With an ever receding horizon of opportunity before us we can dare to believe in ourselves and in humanity’s future, and we won’t have to ask when life begins. We will know that life ever is, has always been, and always will be; for a human being is far more than what we see. Inwardly, whatever our current karma, we have a long history stretching back far beyond this present life, an ancestry of soul experience that has been eons in the making and holds the promise of unimagined richness of quality and power to be unfolded in future cycles.

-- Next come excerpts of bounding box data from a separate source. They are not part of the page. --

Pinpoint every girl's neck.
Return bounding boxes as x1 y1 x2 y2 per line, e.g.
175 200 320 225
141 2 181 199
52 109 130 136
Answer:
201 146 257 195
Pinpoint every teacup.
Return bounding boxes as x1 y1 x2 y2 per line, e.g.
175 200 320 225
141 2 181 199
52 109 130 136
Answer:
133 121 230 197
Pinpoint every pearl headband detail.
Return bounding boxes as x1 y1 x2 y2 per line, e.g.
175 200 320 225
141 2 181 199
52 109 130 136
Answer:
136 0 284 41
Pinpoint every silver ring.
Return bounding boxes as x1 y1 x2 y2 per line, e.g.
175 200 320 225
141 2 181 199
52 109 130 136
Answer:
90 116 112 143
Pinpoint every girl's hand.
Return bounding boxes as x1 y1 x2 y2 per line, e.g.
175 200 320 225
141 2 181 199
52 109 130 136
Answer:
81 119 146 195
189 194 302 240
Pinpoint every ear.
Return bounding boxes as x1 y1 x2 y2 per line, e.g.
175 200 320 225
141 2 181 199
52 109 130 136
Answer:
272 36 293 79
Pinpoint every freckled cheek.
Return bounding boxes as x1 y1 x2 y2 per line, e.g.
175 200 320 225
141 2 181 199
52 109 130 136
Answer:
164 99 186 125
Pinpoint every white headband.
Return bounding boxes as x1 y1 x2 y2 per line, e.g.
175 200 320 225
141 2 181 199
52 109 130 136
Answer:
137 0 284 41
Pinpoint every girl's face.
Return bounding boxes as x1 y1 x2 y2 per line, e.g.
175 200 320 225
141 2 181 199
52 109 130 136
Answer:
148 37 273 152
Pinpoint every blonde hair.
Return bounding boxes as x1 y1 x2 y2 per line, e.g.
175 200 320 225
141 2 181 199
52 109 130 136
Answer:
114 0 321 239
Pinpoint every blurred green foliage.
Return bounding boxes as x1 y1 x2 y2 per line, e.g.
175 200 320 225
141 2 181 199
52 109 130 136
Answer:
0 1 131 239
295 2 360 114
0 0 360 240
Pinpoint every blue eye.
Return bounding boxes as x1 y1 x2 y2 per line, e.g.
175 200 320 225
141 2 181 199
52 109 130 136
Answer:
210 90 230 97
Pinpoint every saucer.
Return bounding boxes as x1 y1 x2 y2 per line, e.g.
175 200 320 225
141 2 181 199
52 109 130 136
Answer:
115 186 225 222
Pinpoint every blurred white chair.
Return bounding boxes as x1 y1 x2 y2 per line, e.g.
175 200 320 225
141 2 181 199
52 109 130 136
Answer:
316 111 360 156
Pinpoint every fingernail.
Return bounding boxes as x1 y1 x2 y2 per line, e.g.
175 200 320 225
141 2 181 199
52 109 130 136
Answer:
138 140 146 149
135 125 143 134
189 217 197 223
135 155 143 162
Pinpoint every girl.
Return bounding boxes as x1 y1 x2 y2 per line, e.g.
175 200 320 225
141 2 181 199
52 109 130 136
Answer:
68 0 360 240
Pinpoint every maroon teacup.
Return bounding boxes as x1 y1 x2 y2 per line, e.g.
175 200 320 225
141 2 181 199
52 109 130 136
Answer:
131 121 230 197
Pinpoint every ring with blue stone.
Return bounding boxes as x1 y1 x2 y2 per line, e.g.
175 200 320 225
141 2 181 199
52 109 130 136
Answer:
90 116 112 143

Think what a release such a vision brings when grievous illness strikes. Though a part of us agonizes — for it is heartrending to be able to do so little to relieve the suffering of another — the shared knowledge of the justice and compassionate purpose behind all experience helps immeasurably to ease the pain of parting. Death comes to all, young and old alike. If we have but a few months to be with those we love, we can try to follow the admonition of Marcus Aurelius to “live on the mountaintop of our being.” Then when death comes, we will know that “all is well” for the one who must leave us for a while. Certainly the nature of the near-death experience reported so widely today is helping us to reassess our values about death: to see it as a friend, a wise provision of nature, and our children, our parents, and indeed everyone as expressions of the starry beings we interiorly are.